Hi @clintonmonk -- your diagnosis looks correct, and it sounds like the more general behavior of "it should be possible to have auto-materialize skip materializing an asset if one or more of its parents are still in progress" would work here. This is something we've considered in the past, and would fit nicely into the new AutoMaterializeRule system, i.e. something like:

my_policy = AutoMaterializePolicy.with_rules(AutoMaterializeRule.skip_on_parent_in_progress())

This gets a bit trickier specifically with observable source assets, due to some internal aspects of how we track in progress runs, but that general shape seems to be what would be most helpful here.

clintonmonk commented 1 year ago

Thanks! I wasn't aware of the AutoMaterializeRule system yet, but after taking a look, it does look like a good framework for solving this problem.

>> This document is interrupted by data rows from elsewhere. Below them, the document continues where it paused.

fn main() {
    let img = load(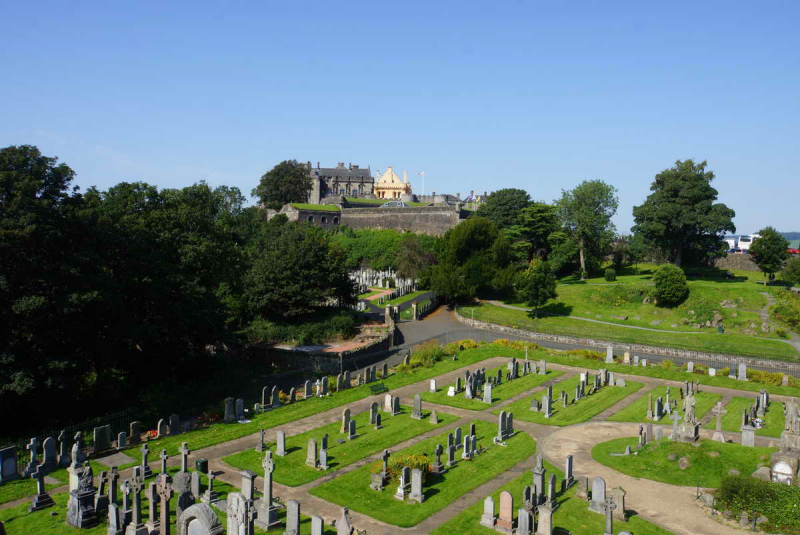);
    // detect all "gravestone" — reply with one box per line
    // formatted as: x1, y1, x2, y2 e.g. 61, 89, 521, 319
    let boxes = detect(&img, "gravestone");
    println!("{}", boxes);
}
408, 468, 425, 503
306, 438, 319, 468
169, 414, 181, 436
256, 450, 280, 530
494, 490, 514, 534
347, 420, 358, 440
736, 362, 747, 381
223, 398, 236, 423
481, 496, 495, 529
589, 477, 606, 515
411, 394, 422, 420
94, 425, 111, 455
176, 503, 224, 535
369, 403, 378, 424
275, 430, 286, 457
339, 409, 350, 433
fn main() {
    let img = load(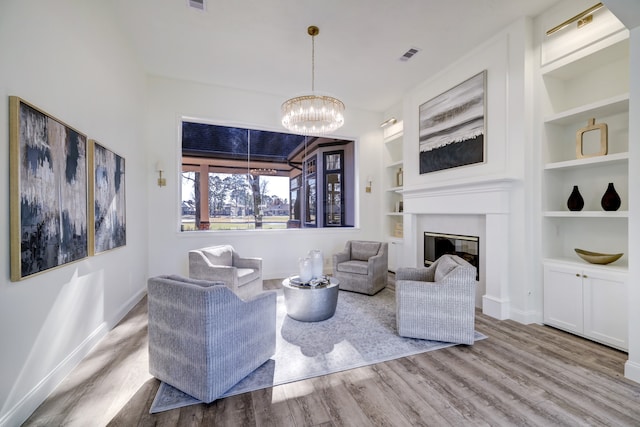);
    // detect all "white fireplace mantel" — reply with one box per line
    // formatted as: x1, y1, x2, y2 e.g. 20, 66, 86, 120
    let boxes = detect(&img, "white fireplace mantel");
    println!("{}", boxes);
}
401, 177, 516, 215
402, 177, 518, 319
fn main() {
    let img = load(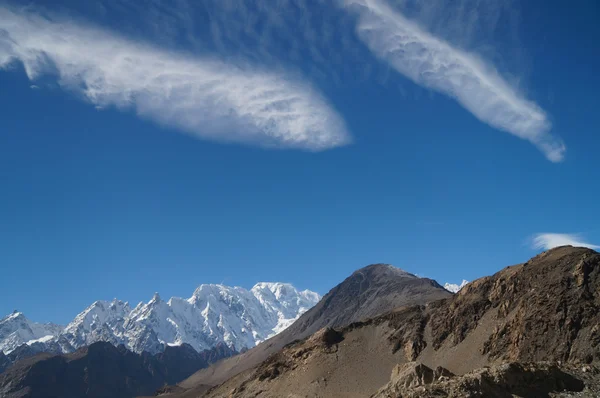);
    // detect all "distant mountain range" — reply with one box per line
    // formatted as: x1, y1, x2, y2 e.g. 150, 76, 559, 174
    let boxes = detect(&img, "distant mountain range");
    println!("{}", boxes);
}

Just to confirm I'm correctly hearing what you're suggesting, using my original example with source assets S1 and S2 and a downstream data asset A1 that depends on them:

  1. We add a new TBD AutoMaterializeRule rule (e.g. AutoMaterializeRule.skip_on_parent_in_progress()) to the auto-materialization policy for asset A1.
  2. When the observation job runs, the yet-to-be-observed source assets S1 and S2 are marked as "in progress" somehow.
  3. S1 is observed first. Its status is moved from "in progress" to "observed".
  4. The auto-materialization policy does nothing, as there is another in-progress parent (S2).
  5. S2 is observed next. Its status is moved from "in progress" to "observed".
  6. Now that none of A1's parents are "in progress", it is auto-materialized.

If that's correct, I think that would work well for us!

OwenKephart commented 1 year ago

Your description of the proposed solution is completely accurate :)

I've removed the "bug" label as this is more of a feature request.